Ah, the annual employee survey—a sacred corporate ritual where companies pretend to care about your opinions, and employees pretend they believe them. These digital interrogations promises that your voice matters while delivering results that are promptly filed under things we will ignore until next year’s survey. The questions are masterpieces of vague corporate-speak: *”On a scale of 1 to 5, how empowered do you feel to innovate within a dynamic, cross-functional paradigm?”* (Translation: “Do you like your job, or are you just here for the bad coffee?”)

The options never quite fit. Are you Very Satisfied, Somewhat Satisfied, or Neutral about your workplace?
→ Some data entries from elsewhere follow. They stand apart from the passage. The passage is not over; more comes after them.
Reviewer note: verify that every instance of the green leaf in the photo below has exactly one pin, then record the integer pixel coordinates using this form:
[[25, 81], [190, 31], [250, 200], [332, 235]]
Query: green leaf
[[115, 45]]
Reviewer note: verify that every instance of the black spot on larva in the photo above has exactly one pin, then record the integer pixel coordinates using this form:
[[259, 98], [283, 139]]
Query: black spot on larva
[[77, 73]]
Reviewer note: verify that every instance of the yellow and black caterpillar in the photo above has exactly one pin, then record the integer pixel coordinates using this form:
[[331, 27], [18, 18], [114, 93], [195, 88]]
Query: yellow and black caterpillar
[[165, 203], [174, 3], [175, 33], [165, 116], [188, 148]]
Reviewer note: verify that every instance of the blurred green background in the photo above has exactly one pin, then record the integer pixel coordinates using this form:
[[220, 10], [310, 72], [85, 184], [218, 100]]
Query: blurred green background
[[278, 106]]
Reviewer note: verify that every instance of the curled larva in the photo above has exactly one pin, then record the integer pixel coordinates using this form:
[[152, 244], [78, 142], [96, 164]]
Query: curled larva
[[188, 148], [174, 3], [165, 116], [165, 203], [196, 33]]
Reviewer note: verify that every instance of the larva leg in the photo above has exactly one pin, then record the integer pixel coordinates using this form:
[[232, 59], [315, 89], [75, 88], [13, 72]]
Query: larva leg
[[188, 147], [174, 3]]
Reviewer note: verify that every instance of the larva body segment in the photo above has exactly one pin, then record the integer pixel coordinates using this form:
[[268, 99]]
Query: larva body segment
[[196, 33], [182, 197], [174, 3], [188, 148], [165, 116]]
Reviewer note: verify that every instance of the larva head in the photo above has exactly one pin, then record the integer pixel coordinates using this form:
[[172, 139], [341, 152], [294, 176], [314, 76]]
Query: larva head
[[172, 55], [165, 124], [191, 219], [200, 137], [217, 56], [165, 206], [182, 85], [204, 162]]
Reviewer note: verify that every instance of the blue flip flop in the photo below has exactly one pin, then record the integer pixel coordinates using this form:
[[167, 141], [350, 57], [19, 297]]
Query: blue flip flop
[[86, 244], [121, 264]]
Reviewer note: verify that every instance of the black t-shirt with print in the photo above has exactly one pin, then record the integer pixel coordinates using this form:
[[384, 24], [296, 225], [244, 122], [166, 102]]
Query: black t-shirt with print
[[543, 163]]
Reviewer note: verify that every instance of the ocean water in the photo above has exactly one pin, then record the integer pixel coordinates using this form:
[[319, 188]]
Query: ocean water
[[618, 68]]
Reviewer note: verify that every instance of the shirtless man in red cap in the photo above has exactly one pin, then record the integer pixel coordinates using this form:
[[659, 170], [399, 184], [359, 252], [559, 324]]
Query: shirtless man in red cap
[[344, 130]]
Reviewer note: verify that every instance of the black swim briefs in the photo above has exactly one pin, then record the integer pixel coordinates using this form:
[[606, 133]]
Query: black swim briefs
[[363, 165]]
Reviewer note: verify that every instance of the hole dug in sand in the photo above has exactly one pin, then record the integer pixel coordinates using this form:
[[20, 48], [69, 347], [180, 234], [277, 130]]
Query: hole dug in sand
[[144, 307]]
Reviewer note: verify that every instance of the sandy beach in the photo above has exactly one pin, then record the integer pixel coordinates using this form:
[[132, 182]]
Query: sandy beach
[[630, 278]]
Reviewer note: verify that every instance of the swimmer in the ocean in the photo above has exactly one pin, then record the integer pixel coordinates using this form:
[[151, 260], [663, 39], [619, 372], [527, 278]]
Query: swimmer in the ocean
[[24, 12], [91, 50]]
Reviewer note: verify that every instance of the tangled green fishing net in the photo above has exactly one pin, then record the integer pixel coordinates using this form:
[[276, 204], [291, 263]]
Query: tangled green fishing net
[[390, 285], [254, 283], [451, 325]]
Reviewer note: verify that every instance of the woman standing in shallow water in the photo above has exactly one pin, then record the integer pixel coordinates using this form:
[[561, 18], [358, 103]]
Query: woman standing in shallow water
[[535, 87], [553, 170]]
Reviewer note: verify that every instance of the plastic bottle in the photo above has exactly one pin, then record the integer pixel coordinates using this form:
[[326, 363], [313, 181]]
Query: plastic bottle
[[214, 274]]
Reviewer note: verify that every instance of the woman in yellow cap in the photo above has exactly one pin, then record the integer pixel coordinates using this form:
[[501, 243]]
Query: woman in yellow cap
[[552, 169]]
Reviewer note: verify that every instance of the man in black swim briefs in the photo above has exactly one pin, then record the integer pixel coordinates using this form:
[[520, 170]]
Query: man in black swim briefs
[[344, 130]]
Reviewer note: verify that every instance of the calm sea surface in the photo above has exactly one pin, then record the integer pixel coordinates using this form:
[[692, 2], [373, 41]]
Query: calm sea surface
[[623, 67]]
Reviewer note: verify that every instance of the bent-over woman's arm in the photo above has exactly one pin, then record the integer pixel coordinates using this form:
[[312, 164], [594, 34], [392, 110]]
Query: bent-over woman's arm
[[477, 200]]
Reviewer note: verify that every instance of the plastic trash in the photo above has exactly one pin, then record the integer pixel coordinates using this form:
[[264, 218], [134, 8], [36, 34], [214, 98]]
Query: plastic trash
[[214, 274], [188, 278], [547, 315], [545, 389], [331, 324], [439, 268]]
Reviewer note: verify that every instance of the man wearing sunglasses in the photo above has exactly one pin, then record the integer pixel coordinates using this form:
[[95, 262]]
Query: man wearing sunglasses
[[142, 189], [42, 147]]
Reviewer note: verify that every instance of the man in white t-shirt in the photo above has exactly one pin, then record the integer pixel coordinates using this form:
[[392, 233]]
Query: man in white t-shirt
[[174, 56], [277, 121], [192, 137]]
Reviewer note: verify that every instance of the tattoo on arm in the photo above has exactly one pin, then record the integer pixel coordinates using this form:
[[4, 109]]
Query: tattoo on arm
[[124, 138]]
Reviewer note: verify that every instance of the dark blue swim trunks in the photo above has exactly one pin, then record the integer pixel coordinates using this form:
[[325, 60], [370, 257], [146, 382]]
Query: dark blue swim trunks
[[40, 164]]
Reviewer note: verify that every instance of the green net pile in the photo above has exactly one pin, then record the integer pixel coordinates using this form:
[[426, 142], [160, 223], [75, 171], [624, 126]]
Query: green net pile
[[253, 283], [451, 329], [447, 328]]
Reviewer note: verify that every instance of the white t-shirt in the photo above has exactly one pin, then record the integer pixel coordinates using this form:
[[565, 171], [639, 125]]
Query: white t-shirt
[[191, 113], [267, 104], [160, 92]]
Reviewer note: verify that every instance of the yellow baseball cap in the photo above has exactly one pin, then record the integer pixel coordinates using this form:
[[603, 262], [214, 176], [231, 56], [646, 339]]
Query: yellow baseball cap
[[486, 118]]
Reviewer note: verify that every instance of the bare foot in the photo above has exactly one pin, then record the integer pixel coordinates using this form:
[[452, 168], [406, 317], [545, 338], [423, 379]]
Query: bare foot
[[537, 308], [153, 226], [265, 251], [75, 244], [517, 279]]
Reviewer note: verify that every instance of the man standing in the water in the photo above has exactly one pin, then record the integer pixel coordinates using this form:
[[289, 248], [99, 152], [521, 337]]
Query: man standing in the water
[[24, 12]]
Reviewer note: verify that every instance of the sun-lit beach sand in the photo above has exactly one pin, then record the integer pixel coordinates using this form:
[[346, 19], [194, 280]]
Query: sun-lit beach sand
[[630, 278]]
Where’s the button for “I survive on caffeine and spite” or “My manager’s leadership style is best described as ‘absentee warlord’”? Instead, you’re left to agonize over whether Somewhat Dissatisfied is too harsh or if Neutral will be interpreted as “This employee is plotting their escape.”

Then there’s the comment box, a tantalizing glimpse of freedom where you can finally speak your truth—except anything more honest than “More snacks, please” gets flagged by HR’s sentiment analysis bot and buried in a vault labeled “Do Not Open Until Never.” The feedback cycle is a cruel joke: You spend 45 minutes carefully crafting suggestions (“Maybe fewer meetings about meetings?”), only to receive a company-wide email months later boasting “93% of employees feel heard!”—a statistic that conveniently ignores the 70% who wrote “I do not feel heard” in the comments.

Nothing changes. The same issues persist year after year, the same vague “action plans” are drafted and abandoned, and the same survey reappears like a recurring nightmare, asking you to once again rate “work-life balance” in a company that emails you at midnight. But hey, at least you got a participation sticker in your inbox.